Cuando Alesia respondió “me duele mucho mi rodilla” descubrió la mirada dulce de Emiliano y experimentó un ligero alivio; era el segundo 42. En el 50 ya confiaba en él y en su oferta de llevarla a un hospital cercano y hacerse cargo de todo. De ahí al inicio del nuevo minuto ocurrió una magia de intercambios de miradas y frases cortas. En 47 segundos el mundo daba un giro inesperado. En medio del dolor de ella y del azoro de él aparecieron dos sonrisas inusitadas, prometedoras.
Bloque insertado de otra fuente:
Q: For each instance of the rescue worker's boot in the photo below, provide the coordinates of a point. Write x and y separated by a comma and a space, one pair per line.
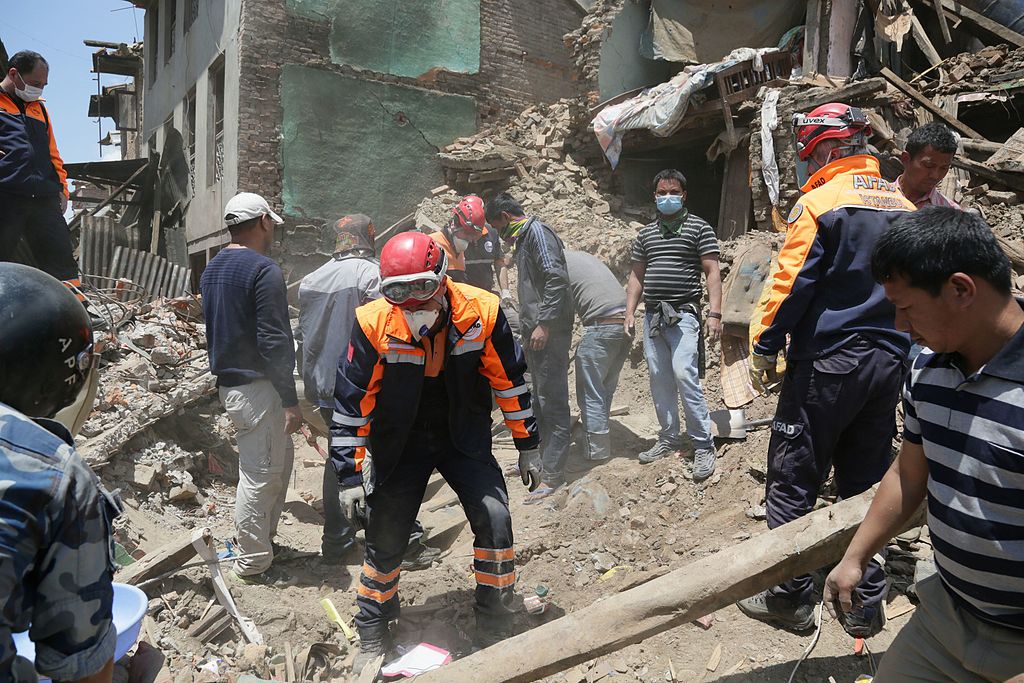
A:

No importaron los claxonazos que exigían el retiro del auto, la calavera rota, la rodilla inflamándose, las raspaduras y el codo adolorido, ni la cuenta que él pagaría por la atención médica, la ultrasonografía, los antiinflamatorios y los analgésicos. Sólo importó la corazonada que ambos tuvieron de que el segundo catorce del minuto once de la sexta hora vespertina de ese día que anunciaba lluvia, los estaba esperando desde siempre, y de que esa era la escena y la escenografía imprescindible para que todo sucediera.
Una hora después la lluvia era densa: una cortina de tiempo líquido en la que una mano invisible seguiría escribiendo historias.